Since we encounter the promises of God in Scripture so frequently, it's good to appropriately understand and apply them in our lives.

Three Questions to Ask When Reading a Promise from God

1. Is the promise intended for a specific person or group?

Jeremiah 29:11 is an example of a promise given to a specific group of people in Scripture. It says, “For I know the plans I have for you,” declares the Lord, “plans to prosper you and not to harm you, plans to give you hope and future.” This verse has been used by Christians for years on T-shirts, coffee cups, and greeting cards. This promise was given specifically to “the surviving elders among the exiles and to the priests, the prophets and all the other people Nebuchadnezzar had carried into exile from Jerusalem to Babylon” (Jeremiah 29:1).

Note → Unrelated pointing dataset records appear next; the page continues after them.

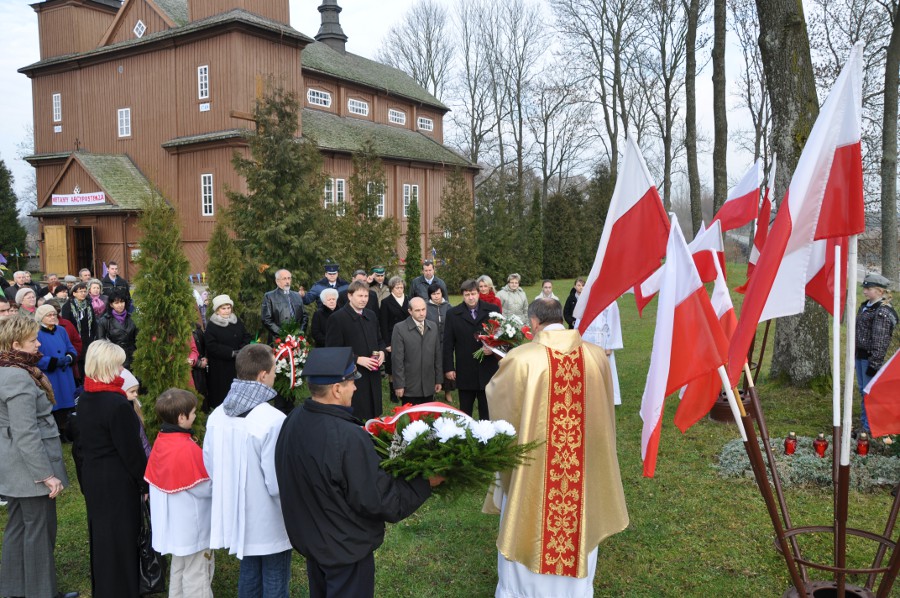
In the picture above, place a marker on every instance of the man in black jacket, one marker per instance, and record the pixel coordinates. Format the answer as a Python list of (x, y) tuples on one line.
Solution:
[(281, 305), (463, 324), (334, 495)]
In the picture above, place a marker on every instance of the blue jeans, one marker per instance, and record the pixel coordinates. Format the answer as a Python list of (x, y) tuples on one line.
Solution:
[(862, 379), (265, 576)]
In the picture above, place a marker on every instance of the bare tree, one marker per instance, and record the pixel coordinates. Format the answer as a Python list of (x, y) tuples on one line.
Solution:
[(801, 342), (600, 37), (889, 147), (419, 45), (720, 114), (558, 122), (751, 84), (662, 61)]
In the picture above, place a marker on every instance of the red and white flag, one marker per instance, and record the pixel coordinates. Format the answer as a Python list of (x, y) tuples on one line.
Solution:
[(701, 393), (708, 251), (882, 404), (742, 203), (633, 241), (688, 341), (762, 225), (824, 201)]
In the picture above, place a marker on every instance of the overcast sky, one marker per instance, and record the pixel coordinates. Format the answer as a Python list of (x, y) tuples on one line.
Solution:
[(364, 22)]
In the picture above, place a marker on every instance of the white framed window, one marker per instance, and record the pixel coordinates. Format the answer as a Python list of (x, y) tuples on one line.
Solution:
[(378, 190), (124, 122), (57, 107), (410, 192), (318, 98), (207, 205), (203, 82), (358, 107), (335, 194), (426, 124), (398, 117)]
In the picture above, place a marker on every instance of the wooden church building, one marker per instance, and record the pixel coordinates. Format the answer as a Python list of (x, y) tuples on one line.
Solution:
[(159, 93)]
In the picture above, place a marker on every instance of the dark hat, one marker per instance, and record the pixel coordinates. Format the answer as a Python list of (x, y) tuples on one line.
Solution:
[(876, 280), (330, 365)]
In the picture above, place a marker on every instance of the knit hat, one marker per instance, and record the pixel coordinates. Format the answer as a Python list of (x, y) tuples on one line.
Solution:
[(220, 300), (20, 295), (42, 311), (129, 381)]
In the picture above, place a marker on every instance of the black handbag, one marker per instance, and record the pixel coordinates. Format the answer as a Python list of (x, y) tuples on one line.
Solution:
[(153, 566)]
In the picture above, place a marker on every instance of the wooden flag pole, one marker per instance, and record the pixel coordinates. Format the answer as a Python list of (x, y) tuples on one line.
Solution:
[(751, 445), (770, 457)]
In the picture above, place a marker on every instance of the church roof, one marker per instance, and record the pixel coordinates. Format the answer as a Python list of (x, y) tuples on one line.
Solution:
[(116, 175), (344, 134), (320, 58)]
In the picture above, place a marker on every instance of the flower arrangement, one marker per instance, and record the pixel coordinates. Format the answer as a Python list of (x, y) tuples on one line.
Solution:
[(435, 439), (502, 333), (291, 351)]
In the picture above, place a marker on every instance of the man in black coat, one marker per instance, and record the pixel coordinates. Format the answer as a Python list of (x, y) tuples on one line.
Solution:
[(356, 327), (334, 495), (281, 305), (463, 324)]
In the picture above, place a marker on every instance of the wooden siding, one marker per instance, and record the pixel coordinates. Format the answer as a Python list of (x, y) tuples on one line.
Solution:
[(70, 28), (277, 10), (128, 16)]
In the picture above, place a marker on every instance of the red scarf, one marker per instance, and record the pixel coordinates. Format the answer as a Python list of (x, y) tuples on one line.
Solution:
[(176, 463), (91, 385)]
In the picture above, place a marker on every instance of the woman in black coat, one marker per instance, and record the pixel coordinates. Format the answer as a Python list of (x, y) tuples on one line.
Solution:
[(394, 309), (225, 336), (317, 327), (117, 325), (113, 463)]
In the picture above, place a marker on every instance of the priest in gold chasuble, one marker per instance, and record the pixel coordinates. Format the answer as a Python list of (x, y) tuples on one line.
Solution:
[(557, 508)]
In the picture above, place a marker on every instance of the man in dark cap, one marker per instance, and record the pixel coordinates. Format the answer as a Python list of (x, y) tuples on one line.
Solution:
[(331, 280), (335, 497)]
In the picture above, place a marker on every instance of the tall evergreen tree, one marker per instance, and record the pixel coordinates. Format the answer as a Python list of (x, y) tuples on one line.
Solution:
[(166, 310), (225, 268), (279, 220), (454, 237), (12, 234), (413, 242), (366, 236)]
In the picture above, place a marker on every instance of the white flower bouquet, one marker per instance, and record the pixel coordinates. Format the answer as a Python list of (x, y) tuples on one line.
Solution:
[(436, 439)]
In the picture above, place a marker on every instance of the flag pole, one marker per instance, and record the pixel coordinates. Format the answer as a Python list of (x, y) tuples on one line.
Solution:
[(751, 445), (836, 399), (770, 457), (840, 522)]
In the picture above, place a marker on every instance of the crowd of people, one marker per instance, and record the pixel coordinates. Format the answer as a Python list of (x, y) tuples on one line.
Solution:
[(272, 476)]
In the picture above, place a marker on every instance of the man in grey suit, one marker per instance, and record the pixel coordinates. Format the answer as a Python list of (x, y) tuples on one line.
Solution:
[(417, 358)]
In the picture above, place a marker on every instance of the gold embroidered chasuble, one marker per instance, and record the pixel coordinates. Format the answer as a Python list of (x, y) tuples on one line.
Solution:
[(568, 498)]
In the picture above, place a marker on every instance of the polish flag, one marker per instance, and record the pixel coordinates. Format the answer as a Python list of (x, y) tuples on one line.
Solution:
[(882, 406), (701, 393), (708, 252), (762, 226), (633, 241), (742, 203), (688, 341), (824, 201)]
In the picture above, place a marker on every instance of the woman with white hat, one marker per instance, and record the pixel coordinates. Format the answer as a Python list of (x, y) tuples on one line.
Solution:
[(225, 336)]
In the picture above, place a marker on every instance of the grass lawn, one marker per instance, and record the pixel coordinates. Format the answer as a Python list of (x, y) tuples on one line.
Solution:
[(692, 533)]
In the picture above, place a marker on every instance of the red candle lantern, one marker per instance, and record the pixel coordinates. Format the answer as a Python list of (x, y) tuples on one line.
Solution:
[(862, 445), (790, 444), (820, 445)]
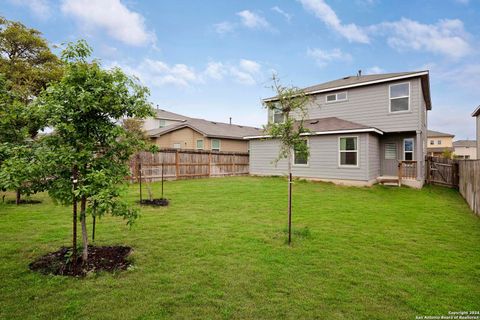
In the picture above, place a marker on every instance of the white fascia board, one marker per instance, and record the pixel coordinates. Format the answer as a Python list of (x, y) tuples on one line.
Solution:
[(361, 84)]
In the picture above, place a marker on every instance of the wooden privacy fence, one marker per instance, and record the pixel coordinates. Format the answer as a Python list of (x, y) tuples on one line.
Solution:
[(469, 183), (461, 174), (185, 164)]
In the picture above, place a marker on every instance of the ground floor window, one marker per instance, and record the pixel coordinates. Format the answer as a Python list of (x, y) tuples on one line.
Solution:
[(299, 158), (348, 151), (200, 144), (408, 147), (215, 145)]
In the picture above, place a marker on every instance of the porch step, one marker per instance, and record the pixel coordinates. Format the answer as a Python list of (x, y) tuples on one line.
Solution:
[(389, 180)]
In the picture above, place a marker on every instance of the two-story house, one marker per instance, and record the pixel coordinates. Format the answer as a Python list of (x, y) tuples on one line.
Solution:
[(439, 142), (361, 128), (171, 130)]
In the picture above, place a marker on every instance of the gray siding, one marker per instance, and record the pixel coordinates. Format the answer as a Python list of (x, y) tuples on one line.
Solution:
[(370, 106), (323, 161), (373, 156)]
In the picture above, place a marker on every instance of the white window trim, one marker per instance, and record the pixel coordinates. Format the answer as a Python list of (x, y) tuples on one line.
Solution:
[(219, 145), (203, 144), (413, 148), (390, 98), (273, 116), (340, 153), (308, 158), (336, 97)]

While this promise was intended for those displaced by the Babylonians, we can still learn some important truths about God. He really does care about His children. When we are in a tough circumstance, He hasn’t forgotten us. God’s plans and purposes for His children prevail despite hard times, outside influences, or naysayers. Some promises in Scripture are for a general audience and some are for a specific person. However, all of God’s promises can teach us about His character and goodness. 

 

2. Is the promise conditional?

Many times, God promises to fulfill a promise only if we act in a certain way. For example, Matthew 6:33 says, “Seek first his kingdom and his righteousness, and all these things will be given to you as well.” The promise in this verse is for all those who “seek first the kingdom and his righteousness.” Often, God will call us to action and promises His way is the best way.

 

3. Is the promise supported elsewhere in Scripture?

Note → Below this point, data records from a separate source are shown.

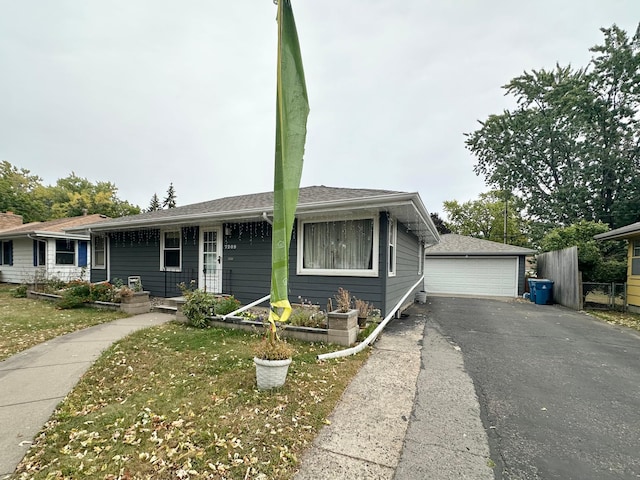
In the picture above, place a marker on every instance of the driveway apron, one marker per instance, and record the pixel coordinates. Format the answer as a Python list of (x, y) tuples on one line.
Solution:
[(559, 390)]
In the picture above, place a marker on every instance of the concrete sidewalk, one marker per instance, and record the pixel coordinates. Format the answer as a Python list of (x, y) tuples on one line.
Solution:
[(33, 382), (410, 413)]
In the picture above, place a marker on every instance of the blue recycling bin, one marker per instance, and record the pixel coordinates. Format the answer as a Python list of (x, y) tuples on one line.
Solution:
[(544, 292), (532, 289)]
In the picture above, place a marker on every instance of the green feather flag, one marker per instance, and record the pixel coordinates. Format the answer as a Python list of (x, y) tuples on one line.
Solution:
[(291, 131)]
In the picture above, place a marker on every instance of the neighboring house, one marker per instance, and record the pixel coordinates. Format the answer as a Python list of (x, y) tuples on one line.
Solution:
[(44, 250), (369, 242), (461, 265), (632, 234)]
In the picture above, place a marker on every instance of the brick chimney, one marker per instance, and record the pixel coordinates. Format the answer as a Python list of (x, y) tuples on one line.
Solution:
[(9, 220)]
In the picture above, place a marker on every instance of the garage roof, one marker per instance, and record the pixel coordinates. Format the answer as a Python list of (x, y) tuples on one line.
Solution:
[(453, 244), (620, 233)]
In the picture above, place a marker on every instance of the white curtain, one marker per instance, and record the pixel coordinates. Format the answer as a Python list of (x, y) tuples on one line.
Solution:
[(340, 245)]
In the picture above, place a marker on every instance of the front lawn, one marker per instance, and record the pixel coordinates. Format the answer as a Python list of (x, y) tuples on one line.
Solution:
[(26, 322), (176, 402), (626, 319)]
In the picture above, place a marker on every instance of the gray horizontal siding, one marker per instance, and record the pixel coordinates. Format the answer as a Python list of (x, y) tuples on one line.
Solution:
[(247, 258), (138, 253), (406, 267)]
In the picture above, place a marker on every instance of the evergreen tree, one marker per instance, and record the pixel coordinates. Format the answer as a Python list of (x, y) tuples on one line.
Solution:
[(154, 204), (170, 200)]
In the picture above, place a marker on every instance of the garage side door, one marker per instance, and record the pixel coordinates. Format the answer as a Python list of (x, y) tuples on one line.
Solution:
[(481, 276)]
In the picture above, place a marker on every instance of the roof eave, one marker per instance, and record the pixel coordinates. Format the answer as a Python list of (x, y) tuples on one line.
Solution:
[(44, 234), (374, 202)]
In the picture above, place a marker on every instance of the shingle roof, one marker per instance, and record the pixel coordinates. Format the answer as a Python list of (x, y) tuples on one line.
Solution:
[(54, 226), (316, 200), (453, 244), (264, 200), (620, 233)]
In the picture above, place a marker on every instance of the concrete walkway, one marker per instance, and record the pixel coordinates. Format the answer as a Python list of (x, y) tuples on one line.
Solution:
[(33, 382), (410, 413)]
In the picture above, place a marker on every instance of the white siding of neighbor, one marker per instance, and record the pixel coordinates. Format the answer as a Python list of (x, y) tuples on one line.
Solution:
[(23, 271), (477, 276)]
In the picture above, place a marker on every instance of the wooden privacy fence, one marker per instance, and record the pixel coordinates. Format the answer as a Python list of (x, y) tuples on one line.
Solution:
[(561, 266)]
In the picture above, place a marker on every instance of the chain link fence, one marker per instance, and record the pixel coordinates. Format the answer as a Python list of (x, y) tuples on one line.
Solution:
[(604, 296)]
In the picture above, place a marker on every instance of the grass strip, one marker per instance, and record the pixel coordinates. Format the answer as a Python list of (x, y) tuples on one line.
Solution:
[(178, 402), (26, 322)]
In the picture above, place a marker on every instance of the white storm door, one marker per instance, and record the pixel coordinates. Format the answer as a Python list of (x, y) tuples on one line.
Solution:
[(210, 261)]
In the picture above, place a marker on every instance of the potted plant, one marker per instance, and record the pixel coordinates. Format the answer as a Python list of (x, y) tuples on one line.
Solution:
[(343, 319), (364, 310), (272, 357)]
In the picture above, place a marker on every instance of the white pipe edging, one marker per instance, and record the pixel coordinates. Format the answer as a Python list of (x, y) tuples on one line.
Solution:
[(246, 307), (372, 337)]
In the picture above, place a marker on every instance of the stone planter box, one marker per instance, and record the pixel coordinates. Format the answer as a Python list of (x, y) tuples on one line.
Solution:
[(343, 321), (343, 327), (137, 303)]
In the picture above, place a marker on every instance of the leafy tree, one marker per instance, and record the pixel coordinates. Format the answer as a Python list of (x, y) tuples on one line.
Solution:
[(154, 204), (170, 200), (20, 192), (485, 218), (439, 223), (570, 149), (598, 261), (74, 196)]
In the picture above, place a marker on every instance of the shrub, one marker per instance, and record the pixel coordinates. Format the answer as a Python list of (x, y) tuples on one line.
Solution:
[(226, 305), (102, 292), (20, 291), (308, 317), (198, 307)]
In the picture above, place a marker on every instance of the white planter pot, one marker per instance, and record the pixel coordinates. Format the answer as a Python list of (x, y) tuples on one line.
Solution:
[(271, 373)]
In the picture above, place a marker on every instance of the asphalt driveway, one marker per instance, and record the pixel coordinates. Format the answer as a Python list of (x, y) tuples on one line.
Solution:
[(559, 391)]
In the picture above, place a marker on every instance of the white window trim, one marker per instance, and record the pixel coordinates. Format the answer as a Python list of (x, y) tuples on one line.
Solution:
[(94, 256), (162, 250), (392, 247), (373, 272), (75, 253)]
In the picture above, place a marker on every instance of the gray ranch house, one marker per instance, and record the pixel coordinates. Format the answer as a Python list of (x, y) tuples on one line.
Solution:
[(370, 242)]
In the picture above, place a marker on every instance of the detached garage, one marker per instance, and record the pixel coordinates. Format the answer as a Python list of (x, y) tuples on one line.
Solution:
[(460, 265)]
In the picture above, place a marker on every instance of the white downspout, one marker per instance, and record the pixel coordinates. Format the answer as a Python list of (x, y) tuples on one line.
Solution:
[(371, 338), (246, 307)]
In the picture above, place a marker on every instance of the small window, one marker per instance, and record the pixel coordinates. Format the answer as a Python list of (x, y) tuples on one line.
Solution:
[(635, 260), (99, 252), (6, 253), (42, 254), (393, 236), (171, 251), (39, 253), (65, 252)]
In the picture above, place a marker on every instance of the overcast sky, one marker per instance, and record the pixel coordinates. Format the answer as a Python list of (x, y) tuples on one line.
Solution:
[(146, 92)]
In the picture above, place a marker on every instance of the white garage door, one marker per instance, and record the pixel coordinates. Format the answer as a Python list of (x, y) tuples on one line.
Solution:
[(481, 276)]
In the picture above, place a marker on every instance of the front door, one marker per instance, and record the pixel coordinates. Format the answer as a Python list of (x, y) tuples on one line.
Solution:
[(210, 261)]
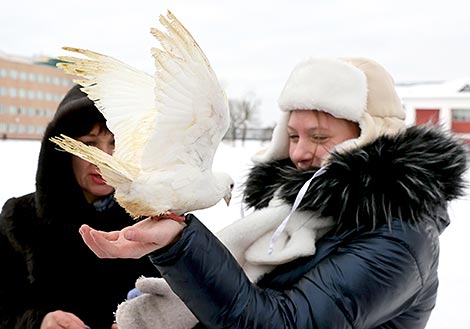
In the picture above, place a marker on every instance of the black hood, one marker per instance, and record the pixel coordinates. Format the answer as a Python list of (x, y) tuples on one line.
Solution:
[(410, 176), (56, 187)]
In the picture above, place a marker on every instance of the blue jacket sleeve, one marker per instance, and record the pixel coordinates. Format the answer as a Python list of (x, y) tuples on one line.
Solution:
[(358, 286)]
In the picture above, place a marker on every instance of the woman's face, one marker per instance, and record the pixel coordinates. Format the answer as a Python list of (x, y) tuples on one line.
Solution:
[(86, 173), (312, 135)]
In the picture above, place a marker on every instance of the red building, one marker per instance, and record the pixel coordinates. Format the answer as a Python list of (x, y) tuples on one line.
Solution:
[(446, 103)]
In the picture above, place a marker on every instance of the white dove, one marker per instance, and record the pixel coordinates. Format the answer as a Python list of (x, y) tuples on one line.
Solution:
[(167, 128)]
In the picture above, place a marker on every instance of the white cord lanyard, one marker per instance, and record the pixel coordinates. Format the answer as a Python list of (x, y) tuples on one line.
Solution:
[(297, 201)]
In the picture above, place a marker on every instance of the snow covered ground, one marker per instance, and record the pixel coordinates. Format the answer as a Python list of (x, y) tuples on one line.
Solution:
[(17, 177)]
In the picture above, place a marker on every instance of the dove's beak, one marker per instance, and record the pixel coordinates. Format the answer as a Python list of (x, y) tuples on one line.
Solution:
[(227, 198)]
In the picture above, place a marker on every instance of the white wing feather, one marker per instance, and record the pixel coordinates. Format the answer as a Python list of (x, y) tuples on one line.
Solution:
[(112, 84), (167, 128), (193, 114)]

Suppose a man in our church was contemplating leaving his wife for another woman. As he browses the Bible looking for justification for his sinfulness, he reads Psalm 37:4, “Take delight in the Lord, and he will give you the desires of your heart.” If this man leaves his wife because he believes God wants him to, this man has failed to understand the promise of God in Psalm 37. Taking the time to find a supporting Scripture will ensure we are not pulling a promise out of context or distorting the message because of our own selfish motives. Many times our feelings get in the way of the truth God wants to share with us. It is always good to get multiple confirmations before taking action. God is not displeased when you look further into the Bible to confirm His direction.

Most of the time, our problem is not that we believe too many of the promises of God. The problem is, we believe too few of them. As you read the Bible, look carefully for the many promises of God. We can have confidence that God will keep His promises. He’s proved His trustworthiness by sending Jesus. 2 Corinthians 1:20 says, “For no matter how many promises God has made, they are ‘Yes’ in Christ.” Jesus proves that God is a promise maker and a promise keeper.